# **SUD_Kyrgyz-TueCL**: SUD treebank conversion for the corpus UD_Kyrgyz-TueCL version 2.17
This treebank was automatically generated from the UD treebank:
[UD_Kyrgyz-TueCL](https://github.com/UniversalDependencies/UD_Kyrgyz-TueCL/releases/tag/r2.17).

See [SUD data page](https://surfacesyntacticud.org/data/) for more details about the conversion process.

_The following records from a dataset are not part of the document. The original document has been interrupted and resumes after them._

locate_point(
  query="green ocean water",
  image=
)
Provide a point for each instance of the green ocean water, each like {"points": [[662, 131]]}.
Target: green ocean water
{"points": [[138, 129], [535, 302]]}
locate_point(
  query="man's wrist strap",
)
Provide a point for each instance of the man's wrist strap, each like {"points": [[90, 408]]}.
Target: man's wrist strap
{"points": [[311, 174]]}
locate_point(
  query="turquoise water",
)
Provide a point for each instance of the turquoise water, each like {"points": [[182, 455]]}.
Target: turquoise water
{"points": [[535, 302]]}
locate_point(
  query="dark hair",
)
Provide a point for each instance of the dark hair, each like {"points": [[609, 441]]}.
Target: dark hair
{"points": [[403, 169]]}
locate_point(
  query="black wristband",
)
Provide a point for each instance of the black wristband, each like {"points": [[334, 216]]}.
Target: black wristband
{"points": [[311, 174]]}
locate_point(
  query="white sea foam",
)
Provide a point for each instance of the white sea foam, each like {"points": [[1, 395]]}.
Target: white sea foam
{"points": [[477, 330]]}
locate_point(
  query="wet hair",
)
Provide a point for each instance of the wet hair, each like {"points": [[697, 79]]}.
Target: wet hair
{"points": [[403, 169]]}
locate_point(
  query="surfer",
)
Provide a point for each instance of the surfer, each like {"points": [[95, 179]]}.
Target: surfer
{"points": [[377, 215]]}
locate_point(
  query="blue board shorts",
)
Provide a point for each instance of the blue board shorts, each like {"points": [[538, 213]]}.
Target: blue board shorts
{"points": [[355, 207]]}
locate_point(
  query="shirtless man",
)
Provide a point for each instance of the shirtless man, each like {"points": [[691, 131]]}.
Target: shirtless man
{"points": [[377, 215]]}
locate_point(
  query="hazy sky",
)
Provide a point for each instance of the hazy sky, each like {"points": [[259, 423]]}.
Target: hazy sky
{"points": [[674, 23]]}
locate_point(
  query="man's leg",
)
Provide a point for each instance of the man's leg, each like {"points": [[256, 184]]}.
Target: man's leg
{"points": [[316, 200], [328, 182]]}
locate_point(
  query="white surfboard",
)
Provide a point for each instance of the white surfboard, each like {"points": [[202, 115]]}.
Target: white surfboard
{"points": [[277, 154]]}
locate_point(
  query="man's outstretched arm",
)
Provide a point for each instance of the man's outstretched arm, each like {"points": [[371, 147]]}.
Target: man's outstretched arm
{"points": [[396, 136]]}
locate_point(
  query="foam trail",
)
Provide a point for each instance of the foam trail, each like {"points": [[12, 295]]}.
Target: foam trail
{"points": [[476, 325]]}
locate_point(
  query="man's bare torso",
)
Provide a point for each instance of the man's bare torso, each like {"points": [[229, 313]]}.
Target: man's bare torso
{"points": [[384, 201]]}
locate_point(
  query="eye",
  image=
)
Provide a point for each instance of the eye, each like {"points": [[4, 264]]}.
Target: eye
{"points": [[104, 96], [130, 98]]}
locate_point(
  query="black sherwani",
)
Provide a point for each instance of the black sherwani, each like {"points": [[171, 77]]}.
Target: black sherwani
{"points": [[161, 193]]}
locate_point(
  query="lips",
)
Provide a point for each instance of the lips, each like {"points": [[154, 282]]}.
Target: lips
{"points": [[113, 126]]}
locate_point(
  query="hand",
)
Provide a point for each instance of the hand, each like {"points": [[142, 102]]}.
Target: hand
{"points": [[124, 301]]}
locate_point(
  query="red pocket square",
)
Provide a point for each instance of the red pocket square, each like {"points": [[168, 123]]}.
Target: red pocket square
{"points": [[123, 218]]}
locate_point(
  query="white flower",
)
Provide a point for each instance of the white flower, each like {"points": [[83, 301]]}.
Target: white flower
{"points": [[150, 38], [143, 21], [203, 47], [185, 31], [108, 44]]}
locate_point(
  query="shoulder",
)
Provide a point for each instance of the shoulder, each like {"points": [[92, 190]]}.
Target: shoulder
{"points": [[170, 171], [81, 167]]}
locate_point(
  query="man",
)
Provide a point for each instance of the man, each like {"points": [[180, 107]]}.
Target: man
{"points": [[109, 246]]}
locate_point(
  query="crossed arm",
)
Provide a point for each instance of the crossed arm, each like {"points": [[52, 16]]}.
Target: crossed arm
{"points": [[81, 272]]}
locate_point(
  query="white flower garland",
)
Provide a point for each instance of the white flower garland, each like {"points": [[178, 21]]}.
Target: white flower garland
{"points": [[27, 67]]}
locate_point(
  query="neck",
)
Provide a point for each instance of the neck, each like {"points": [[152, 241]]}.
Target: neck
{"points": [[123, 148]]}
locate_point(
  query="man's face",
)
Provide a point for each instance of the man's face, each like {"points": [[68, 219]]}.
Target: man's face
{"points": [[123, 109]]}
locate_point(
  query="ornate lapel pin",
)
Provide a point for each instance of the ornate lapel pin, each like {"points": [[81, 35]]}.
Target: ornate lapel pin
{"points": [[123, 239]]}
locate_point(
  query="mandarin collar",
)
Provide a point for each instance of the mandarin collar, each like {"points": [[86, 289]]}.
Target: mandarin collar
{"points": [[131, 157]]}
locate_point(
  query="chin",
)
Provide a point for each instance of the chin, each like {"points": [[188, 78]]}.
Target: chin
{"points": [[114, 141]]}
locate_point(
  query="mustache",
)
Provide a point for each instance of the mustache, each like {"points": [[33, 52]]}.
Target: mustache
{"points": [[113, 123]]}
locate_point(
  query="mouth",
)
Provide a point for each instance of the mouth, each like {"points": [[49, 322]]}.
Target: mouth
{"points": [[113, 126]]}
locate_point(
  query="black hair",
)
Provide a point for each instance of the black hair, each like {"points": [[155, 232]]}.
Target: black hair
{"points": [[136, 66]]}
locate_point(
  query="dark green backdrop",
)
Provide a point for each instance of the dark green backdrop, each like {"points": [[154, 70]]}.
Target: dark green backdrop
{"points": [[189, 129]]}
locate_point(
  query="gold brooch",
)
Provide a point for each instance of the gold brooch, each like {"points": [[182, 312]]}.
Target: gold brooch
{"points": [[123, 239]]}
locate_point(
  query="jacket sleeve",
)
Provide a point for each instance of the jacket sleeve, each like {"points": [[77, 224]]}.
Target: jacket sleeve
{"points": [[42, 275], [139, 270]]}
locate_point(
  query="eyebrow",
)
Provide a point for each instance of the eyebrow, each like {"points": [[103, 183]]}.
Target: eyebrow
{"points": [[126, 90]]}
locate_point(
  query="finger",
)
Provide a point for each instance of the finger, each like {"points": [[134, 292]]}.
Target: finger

The rest of this file is a copy of the original README associated to **UD_Kyrgyz-TueCL** and therefore refers to UD.

---
---

# Summary

This is a small treebank of grammatical examples for Kyrgyz.
It is part of a parallel Universal Dependencies corpus containing 148 sentences across four Turkic languages, designed to facilitate cross-linguistic research on these related languages.

# Introduction

The Kyrgyz-TueCL treebank is part of a parallel Universal Dependencies corpus containing 148 sentences across four Turkic languages (Turkish - [UD_Turkish-TueCL](https://github.com/UniversalDependencies/UD_Turkish-TueCL/tree/dev), Azerbaijani - [UD_Azerbaijani-TueCL](https://github.com/UniversalDependencies/UD_Azerbaijani-TueCL/tree/dev), Kyrgyz -  [UD_Kyrgyz-TueCL](https://github.com/UniversalDependencies/UD_Kyrgyz-TueCL/tree/dev), and Uzbek - [UD_Uzbek-TueCL](https://github.com/UniversalDependencies/UD_Uzbek-TueCL/tree/dev)), designed to facilitate cross-linguistic research on these related languages.

Total sentences: 173
Total tokens: 1250
Unique word forms (types): 464
Unique lemmas: 287

The Kyrgyz-TueCL treebank consists of 173 carefully selected sentences compiled from multiple sources, including the [Cairo corpus](https://github.com/UniversalDependencies/cairo) (20 sentences), the [UDTW23 corpus](https://github.com/ud-turkic/udtw23) (20 sentences), and 97 additional examples illustrating specific grammatical constructions of interest. It serves as a source treebank for a parallel corpus spanning four Turkic languages from distinct branches of the family: Turkish and Azerbaijani (Oghuz), Kyrgyz (Kipchak), and Uzbek (Karluk).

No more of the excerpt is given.